Southern Peach Cobbler




I wanted to make something fruity and fitting for Spring, so I decided to try a Peach Cobbler...but not a regular one, but a Southern Peach Cobbler. It's more cakey and doesn't involve oats or crisps. I used frozen peaches since they are not in season right now, but next time would like to try fresh ones.
Since this recipe called for an 8x8 pan and I wanted to use my Baker's Edge pan for even cooking and easy scooping, I doubled the recipe. I don't think I needed to do that! I had to keep checking on it and pushing in the sides with a knife because it was about to overflow! The Baker's Edge website says it is equivalent to a 9x13 pan but I really think it's a little smaller. This recipe also originally said "1 tablespoon baking powder", which I followed but I do not think that is right. Something tasted a little "off" and I couldn't put my finger on it (no one else agreed with me)....I'm pretty sure that's what it was. Especially since I doubled it to 2 tablespoons! I changed the ingredient list to 1 teaspoon below.
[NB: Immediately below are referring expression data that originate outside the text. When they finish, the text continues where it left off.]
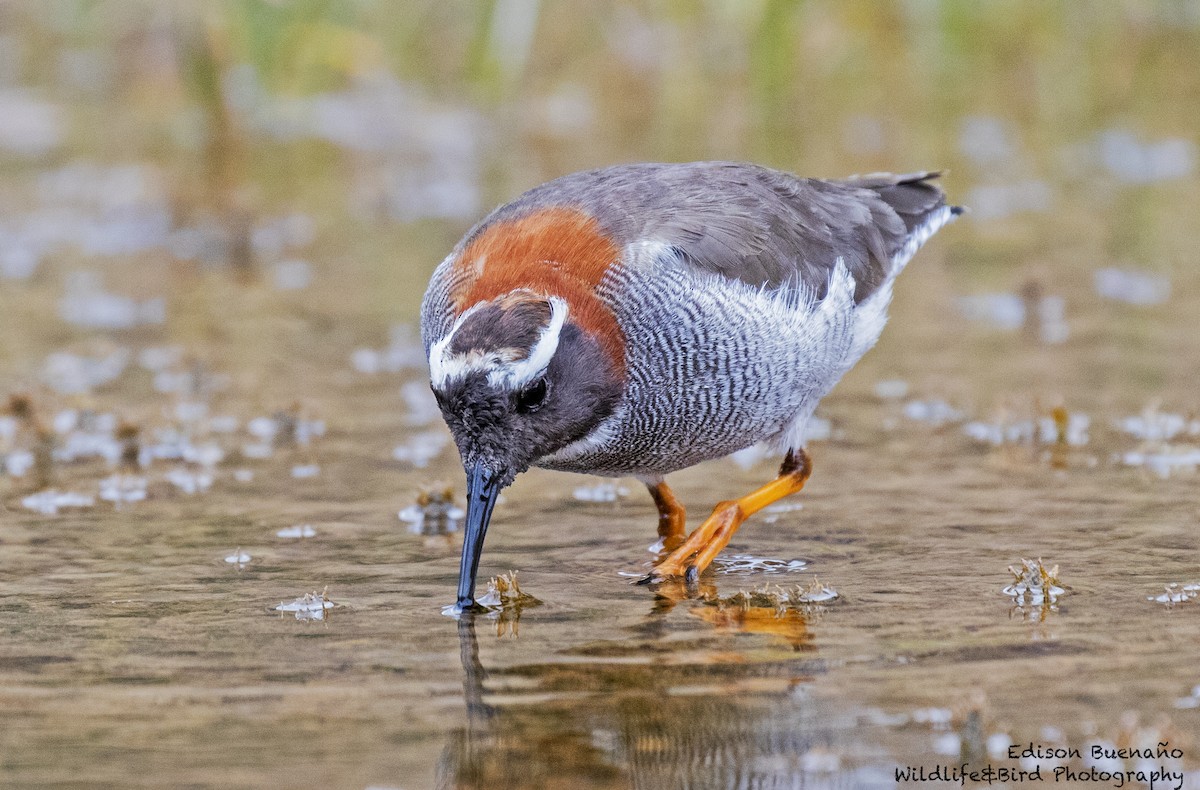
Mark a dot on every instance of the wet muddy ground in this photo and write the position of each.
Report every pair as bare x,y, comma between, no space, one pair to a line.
228,507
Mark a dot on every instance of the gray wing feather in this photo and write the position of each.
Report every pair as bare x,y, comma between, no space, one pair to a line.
765,227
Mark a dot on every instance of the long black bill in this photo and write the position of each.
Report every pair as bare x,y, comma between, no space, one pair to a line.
483,488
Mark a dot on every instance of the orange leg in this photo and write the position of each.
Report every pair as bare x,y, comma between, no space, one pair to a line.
714,534
671,514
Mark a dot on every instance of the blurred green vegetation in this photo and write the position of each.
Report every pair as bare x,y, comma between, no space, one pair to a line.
539,88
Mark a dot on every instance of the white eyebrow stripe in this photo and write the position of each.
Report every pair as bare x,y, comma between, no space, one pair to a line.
516,375
441,367
445,366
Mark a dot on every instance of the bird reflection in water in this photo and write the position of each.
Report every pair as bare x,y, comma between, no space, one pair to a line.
653,712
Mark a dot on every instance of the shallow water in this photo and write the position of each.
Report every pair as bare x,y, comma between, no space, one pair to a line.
244,425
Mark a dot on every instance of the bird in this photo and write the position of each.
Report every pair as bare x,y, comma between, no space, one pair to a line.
637,319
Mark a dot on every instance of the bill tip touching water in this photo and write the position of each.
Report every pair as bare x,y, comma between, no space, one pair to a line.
639,319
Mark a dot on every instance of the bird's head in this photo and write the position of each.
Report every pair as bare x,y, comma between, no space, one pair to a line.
516,379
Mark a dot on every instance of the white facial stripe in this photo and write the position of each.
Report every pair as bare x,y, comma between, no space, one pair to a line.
520,373
502,370
441,365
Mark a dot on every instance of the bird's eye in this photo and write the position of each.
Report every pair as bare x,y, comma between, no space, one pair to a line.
532,398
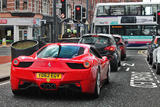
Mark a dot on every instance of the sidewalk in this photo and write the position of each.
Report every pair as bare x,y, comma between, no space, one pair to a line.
5,70
5,66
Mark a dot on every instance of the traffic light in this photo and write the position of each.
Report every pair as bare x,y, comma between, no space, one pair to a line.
78,13
158,17
63,9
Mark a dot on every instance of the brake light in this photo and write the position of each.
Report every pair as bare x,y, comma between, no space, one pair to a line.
86,64
110,48
15,62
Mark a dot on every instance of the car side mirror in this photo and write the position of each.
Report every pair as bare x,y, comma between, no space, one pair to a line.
120,44
104,58
147,43
126,42
155,45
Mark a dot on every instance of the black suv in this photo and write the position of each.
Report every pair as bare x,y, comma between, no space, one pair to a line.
106,46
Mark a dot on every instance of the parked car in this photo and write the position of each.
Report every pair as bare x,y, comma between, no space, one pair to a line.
58,65
120,42
156,59
151,47
106,46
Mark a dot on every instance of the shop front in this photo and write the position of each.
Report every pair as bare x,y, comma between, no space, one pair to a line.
15,29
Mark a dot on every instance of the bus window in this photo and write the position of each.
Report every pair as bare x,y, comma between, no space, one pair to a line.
133,30
149,10
117,30
102,11
117,10
133,10
102,29
148,30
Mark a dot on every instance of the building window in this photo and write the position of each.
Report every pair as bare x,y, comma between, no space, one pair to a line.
45,6
17,5
37,6
4,4
25,4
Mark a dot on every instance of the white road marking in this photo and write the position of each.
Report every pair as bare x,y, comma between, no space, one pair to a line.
5,83
127,69
124,64
142,80
153,73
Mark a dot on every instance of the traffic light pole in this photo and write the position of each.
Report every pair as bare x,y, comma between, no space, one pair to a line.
86,16
54,36
87,10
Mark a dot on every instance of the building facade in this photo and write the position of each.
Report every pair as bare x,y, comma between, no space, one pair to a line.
23,19
33,19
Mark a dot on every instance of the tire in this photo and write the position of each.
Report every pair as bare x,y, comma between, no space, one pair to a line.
97,86
158,68
150,60
108,75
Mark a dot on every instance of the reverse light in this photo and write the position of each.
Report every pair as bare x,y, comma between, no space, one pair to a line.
86,64
110,48
15,62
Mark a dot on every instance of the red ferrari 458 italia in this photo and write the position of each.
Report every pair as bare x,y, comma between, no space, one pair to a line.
57,65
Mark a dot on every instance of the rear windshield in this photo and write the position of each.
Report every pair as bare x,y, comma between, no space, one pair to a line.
56,51
95,40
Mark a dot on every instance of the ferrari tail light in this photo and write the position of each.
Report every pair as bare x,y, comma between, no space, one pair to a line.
76,65
121,47
78,84
86,64
15,62
110,48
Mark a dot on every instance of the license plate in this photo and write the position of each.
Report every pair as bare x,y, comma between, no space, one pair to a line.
49,75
Other than that, it was fabulous! I paired it with vanilla ice cream.

Adapted from: http://www.culinaryconcoctionsbypeabody.com/


INGREDIENTS
½ cup unsalted butter
1 cup plus 3 TBSP granulated sugar
1 cup all-purpose flour
1 tsp cinnamon
1 tsp baking powder
¾ cup milk
2 cups of sliced peaches, with or without skin(your preference)(some recipes used as many as 3 cups…I think I might do that next time)
1/3 cup packed brown sugar
¼ cup chopped pecans

DIRECTIONS
Preheat oven to 350F. Place butter into a pan. Let melt (2 recipes said to brown the butter and 3 said just to melt it…I just melted it). Place melted butter into an 8 x 8-inch baking pan. In a small bowl, mix together 3 TBSP sugar with 1 tsp cinnamon. In a medium bowl, mix together granulated sugar, flour, cinnamon sugar mixture, baking powder and milk. Pour this on top of the butter and do not stir just leave it be. Place the sliced peaches evenly on top of the batter. Sprinkle brown sugar and pecans on top of the peaches. Bake for 40 minutes or until the top turns golden brown. Serve warm or at room temperature. Top with ice cream or whipped cream.